GAAAA!!!! Newbie Getting Thwacked!

I just tried a game in Monarchy. I was the Romans. I believe the higher up in the game difficulty levels you go, the more you have to focus on your Civs specific ability.

In my case, Rome is war like and commercial. I built alot of roads and ALOT of military units (with barracks in my cities). I allowed the nearby Iriquois to build up nice cities with mines and temples... and then over ran them with military units. The only thing that REALLY sucked was that I had no iron and no one else would trade. Still, the onslaught of Vet. Archers and Warriors did enough for me to threaten my neighbors into paying with Technology and Money... so I could build a bigger military. hehehe.

Ironfang
 
Originally posted by Vrylakas
All help appreciated again. Clearly, it is not as easy to dominate a game in Civ III as it was in Civ II.

Question: I just can't keep up with the AI's expansion. I'm seriously undermining my cities by trying to constantly build settlers whenever they have a population of at least 3, and yet the AI still has a dozen more cities than I do. I send explorers out and beat the AI to many huts but usually only get $$$, a warrior or maps. We're talking Chieften level here. Am I missing something?

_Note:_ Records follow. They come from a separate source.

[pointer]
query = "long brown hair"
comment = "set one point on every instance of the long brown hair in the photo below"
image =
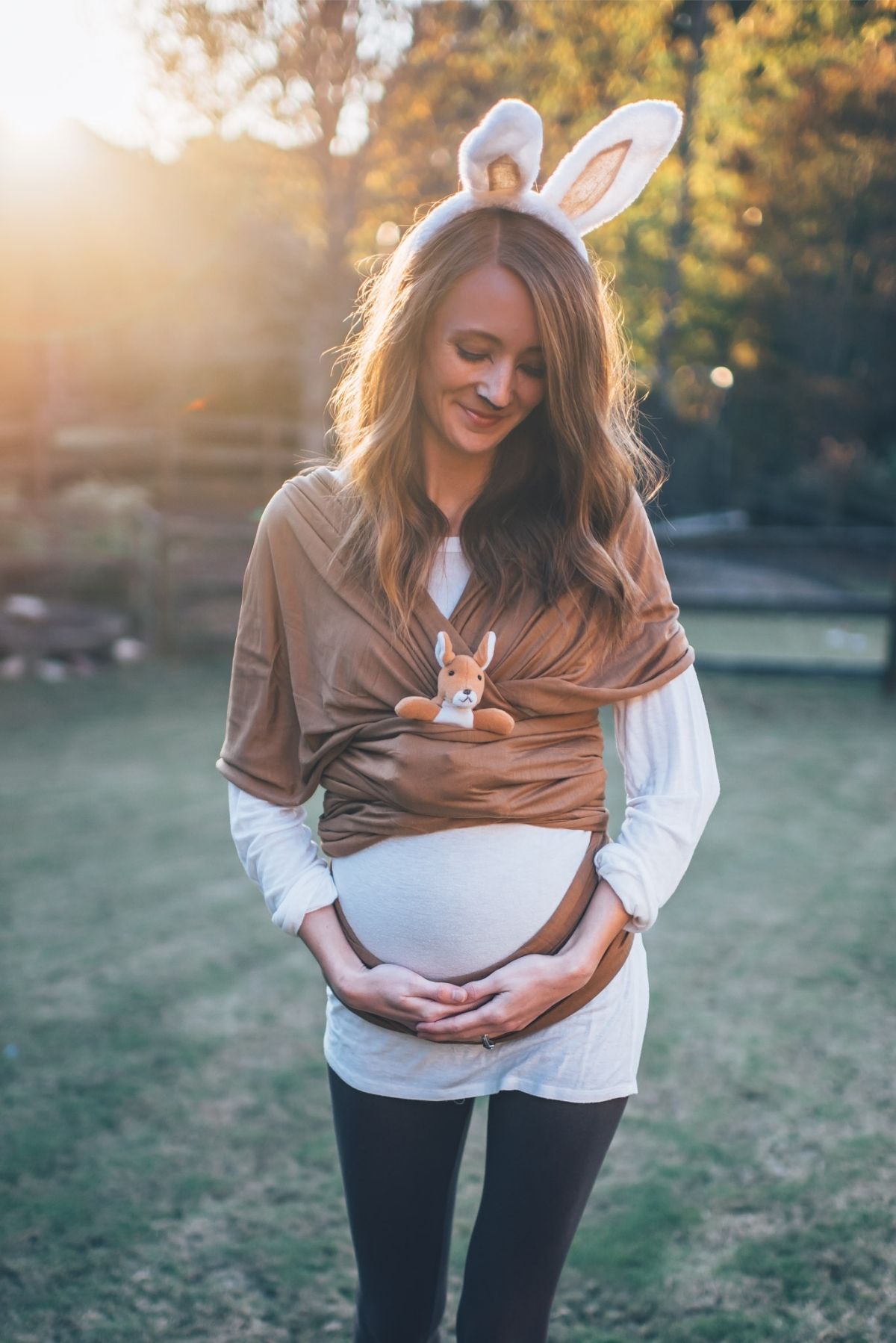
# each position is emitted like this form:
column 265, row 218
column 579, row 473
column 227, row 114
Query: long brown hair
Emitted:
column 561, row 481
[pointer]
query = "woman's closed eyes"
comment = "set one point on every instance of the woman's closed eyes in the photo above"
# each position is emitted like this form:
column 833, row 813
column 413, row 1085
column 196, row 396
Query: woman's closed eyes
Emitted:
column 472, row 358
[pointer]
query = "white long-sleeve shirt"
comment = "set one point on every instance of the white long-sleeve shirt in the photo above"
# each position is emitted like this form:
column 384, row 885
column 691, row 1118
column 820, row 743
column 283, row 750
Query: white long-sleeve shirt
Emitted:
column 476, row 893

First of all, just to remind you, the contents of goody huts are no longer randomized each turn; it is what it is, so you can't do that save-and-load thing I KNOW WE ALL DID in Civ2 when we were faced with unexpected barbarians.
Second, I don't think you're missing anything unless I'm missing it too...i play chieftan as well, because I find it more fun and relaxing. I think one of the key things you will have to change in Civ3 if you're used to Civ2 strategies is that you don't need a hell of a lot of cities to be successful. If you've noticed after building several cities, additional cities will have rampant corruption to the point where all but 1 shield is lost.
The key is to choose good city locations with a few bonus resources (cattle, fish, game, whales, wheat, gold) WITHIN THE CITY RADIUS, along with luxury and strategic and luxury resources close enough for you to build roads to them, and even colonies if outside you're cultural borders. Plains and grasslands are good terrain to build cities on early in the game. Flood plains are okay too, but cause disease until you research Sanitation (Industrial-era advancement). Hills are great to have in your city radius for increasing production (iron or coal on the hill increases production further). Avoid building cities on or near deserts, and DO NOT build on tundra squares unless there's a tactical reason for doing so.
Depending on the map size you use, you can get a good 8 (small map)-32 (huge map) quality cities.

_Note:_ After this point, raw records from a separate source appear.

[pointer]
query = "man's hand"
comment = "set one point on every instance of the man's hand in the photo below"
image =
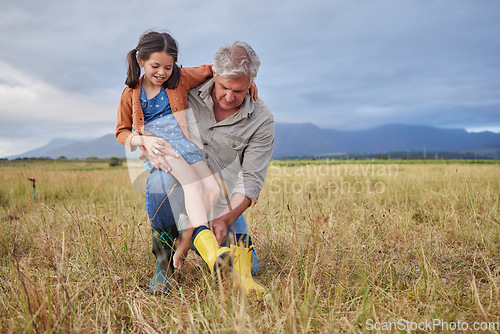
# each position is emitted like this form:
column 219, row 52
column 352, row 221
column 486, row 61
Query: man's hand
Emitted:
column 158, row 157
column 219, row 228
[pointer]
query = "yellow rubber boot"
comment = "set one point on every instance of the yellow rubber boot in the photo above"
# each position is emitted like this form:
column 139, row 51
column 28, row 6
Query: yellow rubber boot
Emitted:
column 213, row 255
column 242, row 276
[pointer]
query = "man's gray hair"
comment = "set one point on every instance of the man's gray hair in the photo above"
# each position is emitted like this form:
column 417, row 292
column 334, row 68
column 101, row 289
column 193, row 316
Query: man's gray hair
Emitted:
column 236, row 60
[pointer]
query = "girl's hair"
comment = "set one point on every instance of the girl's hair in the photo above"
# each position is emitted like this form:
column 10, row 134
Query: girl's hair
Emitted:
column 236, row 60
column 149, row 43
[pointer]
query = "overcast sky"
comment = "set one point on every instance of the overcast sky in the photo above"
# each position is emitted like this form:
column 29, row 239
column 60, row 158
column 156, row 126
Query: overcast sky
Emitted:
column 346, row 65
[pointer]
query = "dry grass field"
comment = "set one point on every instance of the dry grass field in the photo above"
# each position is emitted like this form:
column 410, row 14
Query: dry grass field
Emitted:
column 343, row 248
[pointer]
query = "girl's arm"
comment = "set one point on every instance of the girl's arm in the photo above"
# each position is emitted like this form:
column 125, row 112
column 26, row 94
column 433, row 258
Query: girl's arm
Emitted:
column 124, row 121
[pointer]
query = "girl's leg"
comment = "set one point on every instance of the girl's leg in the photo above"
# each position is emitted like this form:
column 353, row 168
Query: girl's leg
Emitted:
column 183, row 241
column 193, row 191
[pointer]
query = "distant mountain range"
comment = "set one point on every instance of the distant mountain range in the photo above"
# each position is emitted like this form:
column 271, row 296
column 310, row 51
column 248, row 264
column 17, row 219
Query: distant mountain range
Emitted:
column 308, row 140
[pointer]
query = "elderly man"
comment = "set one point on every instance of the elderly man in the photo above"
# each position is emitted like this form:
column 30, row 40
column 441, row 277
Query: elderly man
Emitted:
column 235, row 135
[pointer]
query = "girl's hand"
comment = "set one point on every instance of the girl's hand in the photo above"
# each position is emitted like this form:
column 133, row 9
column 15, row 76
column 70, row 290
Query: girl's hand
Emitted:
column 254, row 92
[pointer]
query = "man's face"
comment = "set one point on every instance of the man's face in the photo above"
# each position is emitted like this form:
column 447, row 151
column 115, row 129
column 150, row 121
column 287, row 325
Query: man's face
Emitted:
column 230, row 93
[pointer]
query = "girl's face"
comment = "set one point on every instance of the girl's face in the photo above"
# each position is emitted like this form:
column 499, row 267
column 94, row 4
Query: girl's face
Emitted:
column 157, row 68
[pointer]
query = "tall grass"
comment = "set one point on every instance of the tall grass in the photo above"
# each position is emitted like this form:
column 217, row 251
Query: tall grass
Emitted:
column 340, row 247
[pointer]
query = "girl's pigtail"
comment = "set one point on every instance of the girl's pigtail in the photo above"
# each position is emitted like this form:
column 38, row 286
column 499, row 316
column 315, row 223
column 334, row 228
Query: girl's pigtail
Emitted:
column 133, row 69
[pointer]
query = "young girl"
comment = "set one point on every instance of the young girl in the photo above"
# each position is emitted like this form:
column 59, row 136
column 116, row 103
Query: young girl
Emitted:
column 153, row 106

Keep in mind when you build cities that you cannot see all the special resources available on the map until you discover certain advances. Leave some potentially useful terrains on the map so future resources can appear near your cities.

As long as you're cranking out science, trade, food, and production in the few cities you have, who cares if the AI has more cities; you will have BETTER cities.
 
Actually, the goody huts (mushroom patches) /are/ random.
Just save before you pop one. If you don't like the result, reload and then LEAVE IT ALONE that turn. Pop it the next turn and it'll be something else.
It might take you a few turns to get something good, but you can. The drawback to this is that it slows down your exploration.
Another possibile tactic that I heard of but haven't tried is actually /quitting/ the game. On re-launch, supposedly, the randomness is newly random.